Ce modèle fonctionnerait parfaitement pour des entreprises stratégiques comme Eneo, où un partenariat technique avec un acteur mondial, combiné à un financement local, permettrait d’améliorer l’efficacité, la rentabilité et la fourniture d’électricité.
L’objectif final n’est pas juste de privatiser, mais de bâtir des entreprises solides qui deviendront des piliers de la résilience économique du Cameroun et une source de fierté nationale.
Malgré ces défis, êtes-vous optimiste pour l’avenir du Cameroun ?
Totalement. Le Cameroun a des fondamentaux solides : une économie diversifiée avec un PIB de près de 45 000 milliards de FCFA ; une position stratégique en Afrique centrale, avec un accès à la mer et des infrastructures en expansion ; une population jeune et dynamique, qui représente un immense potentiel de consommation et d’innovation.
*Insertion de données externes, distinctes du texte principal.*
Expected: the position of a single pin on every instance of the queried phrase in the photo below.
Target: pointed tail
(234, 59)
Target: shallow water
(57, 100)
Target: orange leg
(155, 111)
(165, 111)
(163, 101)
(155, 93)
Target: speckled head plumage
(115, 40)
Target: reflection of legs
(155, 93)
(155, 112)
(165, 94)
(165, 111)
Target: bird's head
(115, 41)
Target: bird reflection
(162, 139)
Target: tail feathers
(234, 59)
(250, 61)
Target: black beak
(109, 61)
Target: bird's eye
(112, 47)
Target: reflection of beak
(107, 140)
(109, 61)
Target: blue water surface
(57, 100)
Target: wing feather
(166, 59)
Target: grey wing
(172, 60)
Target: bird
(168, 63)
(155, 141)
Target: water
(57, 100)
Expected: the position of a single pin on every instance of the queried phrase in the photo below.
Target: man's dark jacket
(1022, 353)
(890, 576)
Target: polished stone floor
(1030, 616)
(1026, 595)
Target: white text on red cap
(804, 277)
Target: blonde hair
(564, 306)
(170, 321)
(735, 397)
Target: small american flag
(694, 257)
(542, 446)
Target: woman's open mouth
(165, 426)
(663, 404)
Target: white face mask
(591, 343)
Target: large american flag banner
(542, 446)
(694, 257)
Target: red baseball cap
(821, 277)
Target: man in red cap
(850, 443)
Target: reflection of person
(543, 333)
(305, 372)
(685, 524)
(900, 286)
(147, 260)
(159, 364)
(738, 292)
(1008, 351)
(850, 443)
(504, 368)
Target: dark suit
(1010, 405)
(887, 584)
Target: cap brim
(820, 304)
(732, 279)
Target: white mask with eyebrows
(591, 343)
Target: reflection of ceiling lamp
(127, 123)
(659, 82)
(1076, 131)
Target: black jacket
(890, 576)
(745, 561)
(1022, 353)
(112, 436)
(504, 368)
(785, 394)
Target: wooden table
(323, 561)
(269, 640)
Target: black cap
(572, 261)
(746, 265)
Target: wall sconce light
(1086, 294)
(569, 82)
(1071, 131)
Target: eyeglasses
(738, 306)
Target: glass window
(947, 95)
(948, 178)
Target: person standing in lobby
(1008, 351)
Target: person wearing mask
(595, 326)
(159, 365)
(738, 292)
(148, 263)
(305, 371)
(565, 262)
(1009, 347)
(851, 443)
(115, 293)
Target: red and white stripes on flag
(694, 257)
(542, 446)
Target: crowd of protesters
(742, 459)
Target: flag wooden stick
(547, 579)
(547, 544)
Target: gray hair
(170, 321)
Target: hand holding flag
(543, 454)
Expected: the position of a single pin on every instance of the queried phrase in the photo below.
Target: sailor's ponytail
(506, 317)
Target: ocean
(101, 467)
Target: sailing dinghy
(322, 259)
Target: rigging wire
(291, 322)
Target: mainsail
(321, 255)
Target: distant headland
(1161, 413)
Certes, il y a des défis, mais les pays qui réussissent sont ceux qui transforment les difficultés en opportunités.
Quel message souhaitez-vous faire passer sur la voie à suivre pour le Cameroun ?
Nous devons adopter une vision de long terme et un pragmatisme économique.
1. Améliorer la gouvernance économique – La transparence et la rigueur budgétaire renforceront la confiance des investisseurs.
2. Dynamiser le marché financier – Un meilleur accès aux capitaux permettra d’accélérer la croissance sans creuser la dette.
3. Favoriser les investissements privés – Le secteur privé doit être un moteur de croissance, soutenu par des politiques claires et stables.
Avec des décisions économiques stratégiques et une bonne gestion des finances publiques, le Cameroun a toutes les cartes en main pour devenir un leader économique en Afrique.